La conversación, mejor dicho, su monólogo, discurrió entre la excelencia de su

obra social y lo apasionante que eran las maquinitas tragamonedas del casino de Puerto

Madero. Tuve que dejar, para otra ocasión y otra señora, las frases que había

extraído con cuidado de poemas de Benedetti. La imaginaba abalanzándose sobre

mí en cuanto nos trajeran el vuelto, y esa imagen me aterraba. Cuando el mozo retiró

el plato, ella escupió con rapidez, dándome con una gota de saliva en un ojo:
—Servime un flan casero con doble crema y mucho dulce de leche.

A esta altura, sus ojos parecían invitar a una lujuriosa noche —aunque un sonoro

eructo con aromas al ajo de la salsa me hiciera dudarlo—, los míos ya habían leído los

nombres de todas las botellas que cubrían el mostrador. Mi rostro variaba entre un blanco

mortuorio y un rojo que tornaba a un violeta asesino. Al llegar el postre la vejiga me dio la

excusa para buscar mi salvación. Pedí educadamente permiso —ella siguió tragando

obnubilada por el flancito—y me dirigí al baño. Con bastante trabajo y a expensas de que

las costuras de mi pantalón dijeran basta y mi bóxer con lentejuelas —el de las noches

calientes— quedara a la vista, pude escaparme por el tragaluz. Claro: caí sobre un

contenedor de basura donde se acumulaban por días los restos de comida del bar. Ni

siquiera el perfume francés que llevaba pudo ocultar el tufo que emanaba de mí. Traté de

parar un taxi: quizás por mi apariencia, recién el cuarto frenó y accedió a llevarme. Lo

conducía un señor muy mayor, tal vez corto de vista y con seguridad sin olfato.
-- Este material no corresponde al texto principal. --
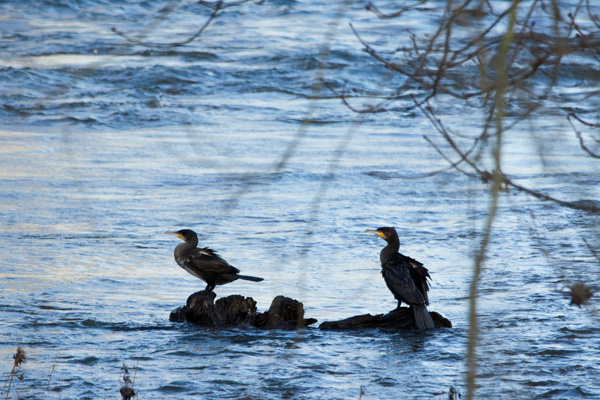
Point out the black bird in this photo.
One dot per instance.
(205, 263)
(405, 277)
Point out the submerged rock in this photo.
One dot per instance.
(401, 318)
(236, 310)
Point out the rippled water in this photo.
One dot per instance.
(105, 145)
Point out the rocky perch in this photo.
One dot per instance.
(401, 318)
(284, 313)
(234, 310)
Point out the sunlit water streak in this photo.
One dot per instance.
(105, 146)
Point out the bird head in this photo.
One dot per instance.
(187, 235)
(386, 233)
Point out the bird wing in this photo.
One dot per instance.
(399, 280)
(208, 260)
(420, 276)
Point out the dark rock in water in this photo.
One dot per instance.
(236, 310)
(401, 318)
(284, 313)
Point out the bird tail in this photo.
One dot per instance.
(422, 317)
(250, 278)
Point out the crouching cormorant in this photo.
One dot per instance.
(406, 278)
(205, 263)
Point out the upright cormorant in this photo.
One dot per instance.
(205, 263)
(405, 277)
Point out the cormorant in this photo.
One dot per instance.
(405, 277)
(205, 263)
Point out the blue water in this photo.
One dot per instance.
(105, 145)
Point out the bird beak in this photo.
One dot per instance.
(173, 233)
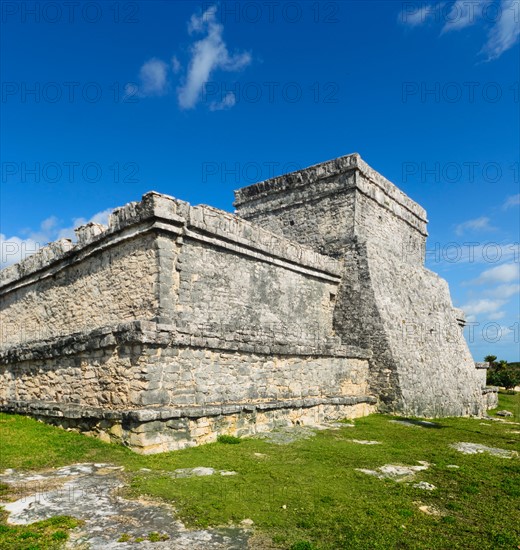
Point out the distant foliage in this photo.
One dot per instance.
(503, 374)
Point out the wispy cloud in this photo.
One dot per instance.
(503, 29)
(414, 15)
(477, 224)
(504, 292)
(153, 78)
(510, 202)
(504, 34)
(18, 247)
(463, 13)
(504, 273)
(207, 55)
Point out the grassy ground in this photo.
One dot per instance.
(310, 491)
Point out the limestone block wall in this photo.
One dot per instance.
(327, 205)
(387, 302)
(105, 288)
(135, 367)
(175, 306)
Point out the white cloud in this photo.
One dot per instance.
(16, 248)
(207, 55)
(463, 13)
(501, 20)
(153, 78)
(504, 273)
(176, 65)
(513, 200)
(415, 15)
(504, 34)
(478, 224)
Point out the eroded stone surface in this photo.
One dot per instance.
(416, 423)
(425, 486)
(396, 472)
(477, 448)
(90, 492)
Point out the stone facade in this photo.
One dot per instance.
(177, 323)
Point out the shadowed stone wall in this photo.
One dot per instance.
(169, 308)
(388, 302)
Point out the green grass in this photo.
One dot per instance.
(308, 494)
(49, 534)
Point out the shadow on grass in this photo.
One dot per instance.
(422, 423)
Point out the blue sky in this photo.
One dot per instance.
(103, 101)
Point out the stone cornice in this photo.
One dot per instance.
(156, 334)
(160, 212)
(383, 191)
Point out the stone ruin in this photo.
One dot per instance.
(176, 323)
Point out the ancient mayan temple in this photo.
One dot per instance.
(176, 323)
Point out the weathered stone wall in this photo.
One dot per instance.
(114, 370)
(387, 302)
(108, 287)
(328, 205)
(175, 306)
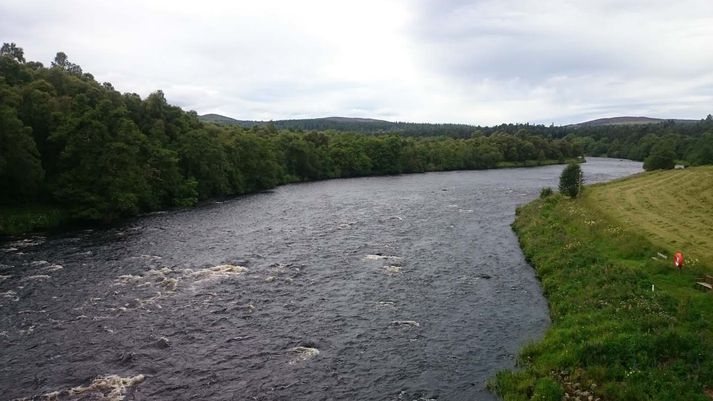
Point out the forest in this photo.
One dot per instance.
(97, 154)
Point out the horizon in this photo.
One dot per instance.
(462, 62)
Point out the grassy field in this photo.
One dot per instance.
(626, 325)
(673, 208)
(19, 220)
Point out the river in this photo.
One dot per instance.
(408, 287)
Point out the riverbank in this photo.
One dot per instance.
(25, 219)
(625, 324)
(43, 217)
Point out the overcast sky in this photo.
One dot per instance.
(468, 61)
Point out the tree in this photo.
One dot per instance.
(21, 173)
(662, 157)
(12, 51)
(571, 180)
(62, 62)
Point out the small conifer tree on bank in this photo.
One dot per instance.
(571, 180)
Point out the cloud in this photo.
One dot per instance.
(479, 61)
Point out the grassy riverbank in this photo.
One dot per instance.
(18, 220)
(613, 335)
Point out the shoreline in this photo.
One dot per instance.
(625, 324)
(47, 218)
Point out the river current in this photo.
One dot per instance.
(407, 287)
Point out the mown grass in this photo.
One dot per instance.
(673, 208)
(18, 220)
(612, 337)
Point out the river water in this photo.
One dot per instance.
(405, 287)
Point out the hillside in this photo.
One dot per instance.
(627, 120)
(672, 208)
(626, 325)
(348, 124)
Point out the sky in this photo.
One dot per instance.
(481, 62)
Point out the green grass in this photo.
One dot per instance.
(18, 220)
(673, 208)
(612, 337)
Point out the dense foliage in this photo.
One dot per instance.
(99, 154)
(571, 180)
(688, 142)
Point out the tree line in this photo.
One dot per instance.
(70, 141)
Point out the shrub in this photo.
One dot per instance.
(571, 180)
(662, 157)
(547, 389)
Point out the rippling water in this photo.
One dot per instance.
(388, 288)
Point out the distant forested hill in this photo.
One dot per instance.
(631, 121)
(97, 154)
(358, 125)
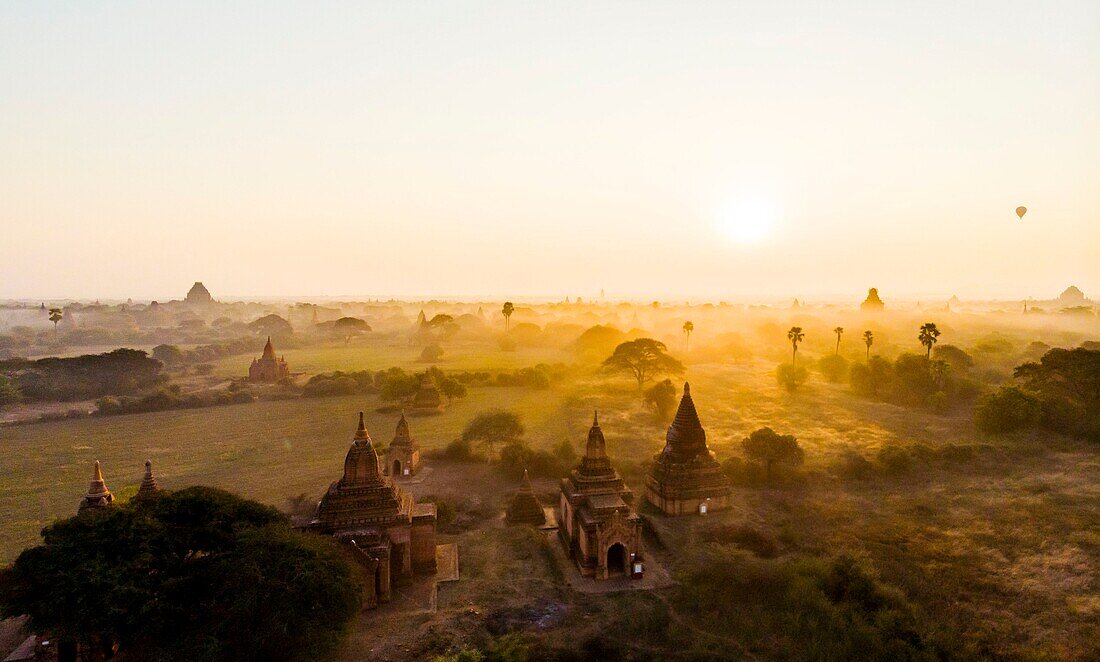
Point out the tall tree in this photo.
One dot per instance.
(55, 316)
(491, 428)
(197, 574)
(770, 448)
(349, 327)
(644, 359)
(927, 337)
(795, 335)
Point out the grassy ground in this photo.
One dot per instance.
(361, 355)
(998, 538)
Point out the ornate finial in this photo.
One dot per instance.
(361, 431)
(149, 483)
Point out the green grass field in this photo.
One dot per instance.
(1011, 521)
(362, 355)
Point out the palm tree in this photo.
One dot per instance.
(927, 337)
(55, 316)
(795, 337)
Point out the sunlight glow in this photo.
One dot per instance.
(748, 220)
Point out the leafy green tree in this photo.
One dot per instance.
(197, 574)
(55, 316)
(271, 324)
(9, 393)
(452, 388)
(795, 335)
(662, 398)
(1008, 409)
(791, 376)
(168, 354)
(349, 327)
(642, 359)
(1068, 382)
(431, 353)
(927, 337)
(771, 449)
(493, 427)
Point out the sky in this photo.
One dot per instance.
(653, 150)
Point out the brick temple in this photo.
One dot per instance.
(387, 532)
(685, 478)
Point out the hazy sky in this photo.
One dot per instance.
(651, 149)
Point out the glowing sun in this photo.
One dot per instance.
(748, 220)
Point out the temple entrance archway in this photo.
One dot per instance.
(616, 560)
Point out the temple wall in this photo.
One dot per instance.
(422, 547)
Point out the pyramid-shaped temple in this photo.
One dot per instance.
(685, 477)
(388, 533)
(598, 526)
(525, 507)
(403, 455)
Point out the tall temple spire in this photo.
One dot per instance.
(149, 483)
(361, 465)
(685, 433)
(596, 445)
(98, 494)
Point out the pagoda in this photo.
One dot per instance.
(525, 507)
(872, 302)
(598, 527)
(387, 532)
(403, 455)
(268, 367)
(685, 477)
(149, 485)
(98, 495)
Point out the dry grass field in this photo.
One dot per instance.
(999, 539)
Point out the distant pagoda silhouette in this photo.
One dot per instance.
(685, 477)
(525, 507)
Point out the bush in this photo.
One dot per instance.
(834, 367)
(431, 353)
(1008, 409)
(790, 376)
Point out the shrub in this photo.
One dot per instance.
(790, 376)
(1008, 409)
(834, 367)
(431, 353)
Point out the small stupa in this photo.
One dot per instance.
(198, 294)
(525, 507)
(149, 485)
(98, 495)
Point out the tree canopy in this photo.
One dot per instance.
(642, 359)
(493, 427)
(196, 574)
(770, 448)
Luego de pergeñar una excusa para ocultar mi valiente fuga, tomé mi IPhone para

llamarla. Antes de que pudiera marcar su número, sonó el mío. Una voz chillona y

conocida, me dijo que había recibido un llamado de su vecina Clotilde. Al parecer había

olvidado leche en el fuego y el incendio que eso provocó requirió la valerosa actuación de

varias dotaciones de bomberos. Con todo el dolor de su alma, debía abandonar la cita.

Otra noche la concluimos con pasión, prometió. No parecía muy entusiasmada.

Su casa estaba a dos cuadras y yo no oí sirenas ni vi ninguna autobomba. ¿Me

había rechazado, tal vez? Volví al bar. Se me caía la cara de vergüenza de solo pensar

en que el mozo tuviera que pagar nuestra cuenta. Ni bien me senté, pedí un plato de

ravioles con mixta, peceto y gratinados con mozzarella. Tenían muy buena pinta.